Precedence: bulk


Diterbitkan oleh Komunitas Informasi Terbuka
PO Box 22202 London, SE5 8WU, United Kingdom
E-mail: [EMAIL PROTECTED]
Homepage: http://apchr.murdoch.edu.au/minihub/xp
Xpos, No 02/III/22 - 30 Januari 2000
------------------------------

TRAGEDI DPR TERULANG DI KPP HAM
Oleh: Hendry Boen

(OPINI): Bulan Nopember lalu, Komisi I DPR-RI kedatangan "tamu" istimewa,
antara lain adalah Benny Moerdany, Try Sutrisno, Feisal Tanjung, dan
lain-lain.

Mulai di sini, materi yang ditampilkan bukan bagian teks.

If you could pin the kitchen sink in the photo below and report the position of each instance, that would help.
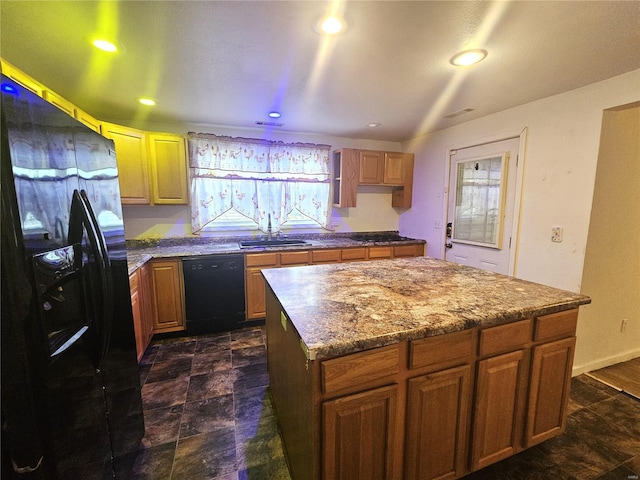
(276, 242)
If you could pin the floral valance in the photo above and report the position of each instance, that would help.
(263, 180)
(259, 159)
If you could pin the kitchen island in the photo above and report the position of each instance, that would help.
(414, 368)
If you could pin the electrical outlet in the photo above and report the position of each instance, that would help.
(556, 234)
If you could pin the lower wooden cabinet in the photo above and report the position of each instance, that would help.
(433, 408)
(438, 406)
(168, 295)
(358, 435)
(497, 425)
(549, 391)
(141, 297)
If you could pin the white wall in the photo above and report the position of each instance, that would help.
(372, 213)
(563, 134)
(612, 261)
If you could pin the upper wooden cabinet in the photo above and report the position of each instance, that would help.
(168, 154)
(370, 167)
(152, 167)
(382, 168)
(22, 78)
(133, 168)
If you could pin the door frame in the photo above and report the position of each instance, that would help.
(517, 201)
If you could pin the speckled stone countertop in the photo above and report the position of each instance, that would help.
(141, 251)
(340, 309)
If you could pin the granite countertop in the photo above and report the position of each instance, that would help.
(339, 309)
(141, 251)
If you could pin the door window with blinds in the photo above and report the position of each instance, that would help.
(479, 194)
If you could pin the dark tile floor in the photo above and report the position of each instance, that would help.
(208, 416)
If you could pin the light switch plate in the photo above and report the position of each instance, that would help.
(556, 234)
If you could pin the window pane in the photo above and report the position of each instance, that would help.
(479, 185)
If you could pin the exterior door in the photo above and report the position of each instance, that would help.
(481, 205)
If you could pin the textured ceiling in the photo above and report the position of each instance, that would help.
(230, 63)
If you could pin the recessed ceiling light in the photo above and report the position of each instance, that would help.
(468, 57)
(330, 25)
(150, 102)
(105, 45)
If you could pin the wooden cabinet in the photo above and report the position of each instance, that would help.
(142, 311)
(433, 408)
(133, 168)
(168, 162)
(371, 167)
(359, 432)
(168, 295)
(438, 406)
(255, 284)
(382, 168)
(345, 178)
(499, 400)
(549, 390)
(22, 78)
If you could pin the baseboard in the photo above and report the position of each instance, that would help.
(604, 362)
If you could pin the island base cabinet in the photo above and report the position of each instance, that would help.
(497, 425)
(437, 432)
(358, 435)
(549, 390)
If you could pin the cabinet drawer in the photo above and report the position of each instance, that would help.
(294, 258)
(325, 256)
(261, 260)
(380, 252)
(354, 254)
(561, 324)
(404, 251)
(442, 349)
(504, 338)
(360, 368)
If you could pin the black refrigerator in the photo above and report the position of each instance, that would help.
(71, 396)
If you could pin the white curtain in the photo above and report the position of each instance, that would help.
(257, 178)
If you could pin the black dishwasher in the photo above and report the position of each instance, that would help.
(214, 293)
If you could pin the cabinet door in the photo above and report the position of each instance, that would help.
(371, 167)
(168, 296)
(345, 178)
(359, 434)
(402, 197)
(131, 155)
(549, 390)
(497, 424)
(255, 294)
(146, 297)
(438, 406)
(168, 161)
(136, 307)
(393, 168)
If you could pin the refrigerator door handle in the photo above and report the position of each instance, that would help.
(104, 317)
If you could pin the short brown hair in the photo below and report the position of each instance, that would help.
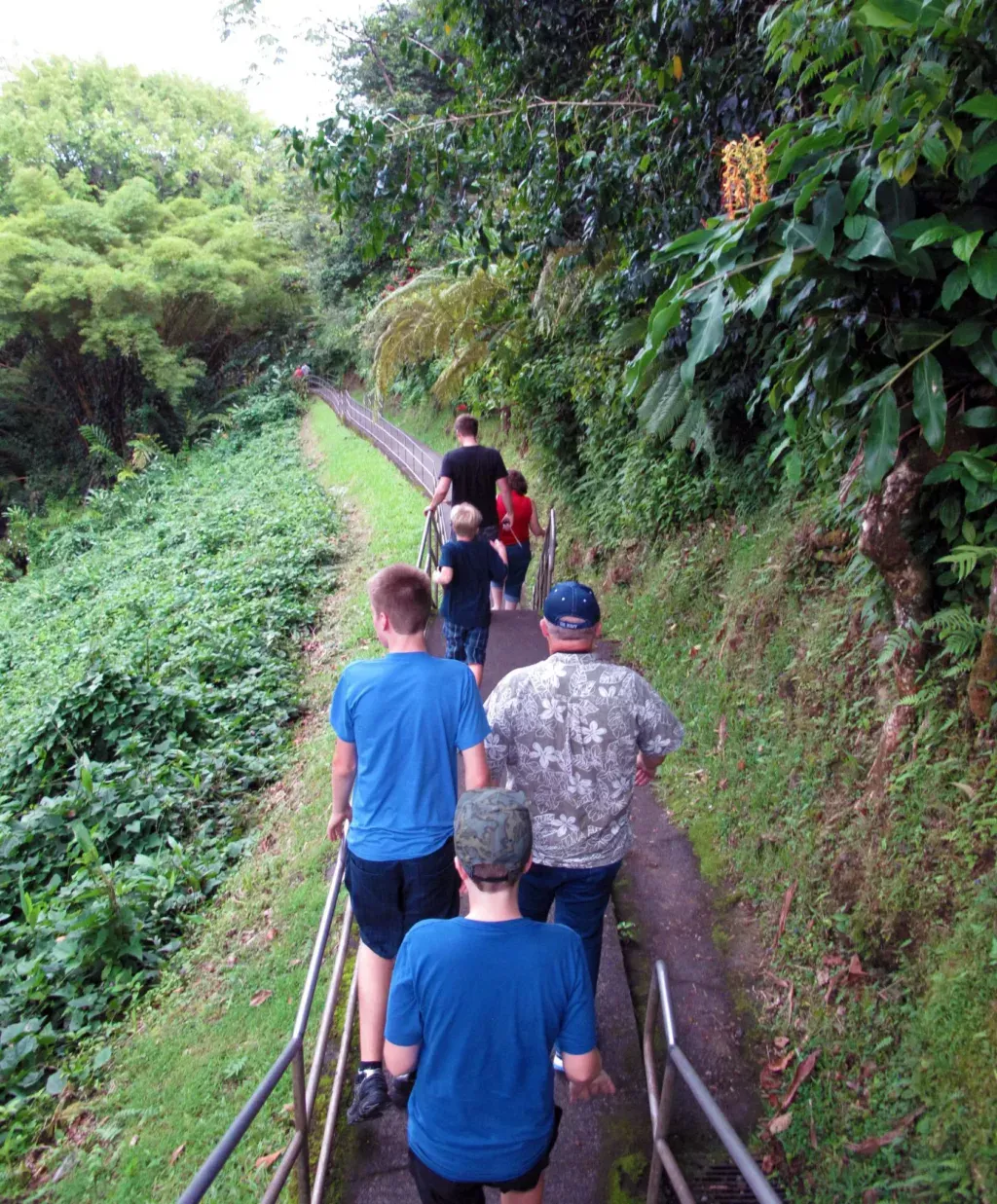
(494, 879)
(464, 519)
(402, 593)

Para mantan Panglima ABRI itu diundang ke Senayan, dalam rangka
dimintai pertanggungjawaban mengenai pemberlakuan "DOM" (Daerah Operasi
Militer) di Aceh.

Namun sayang, kedatangan tamu istimewa tersebut, tidak dimanfaatkan secara
maksimal oleh anggota DPR. Karena pertanyaan yang diajukan segenap anggota
DPR kurang "cerdas", para jenderal itu pun bisa melenggang meninggalkan DPR,
tanpa meninggalkan informasi berarti bagi DPR. Acara yang disiarkan secara
langsung oleh sebuah stasiun televisi swasta itu, yang berarti disaksikan
oleh masyarakat di seluruh penjuru tanah air secara langsung, telah
menimbulkan aib bagi DPR, karena "kebodohan" anggotanya.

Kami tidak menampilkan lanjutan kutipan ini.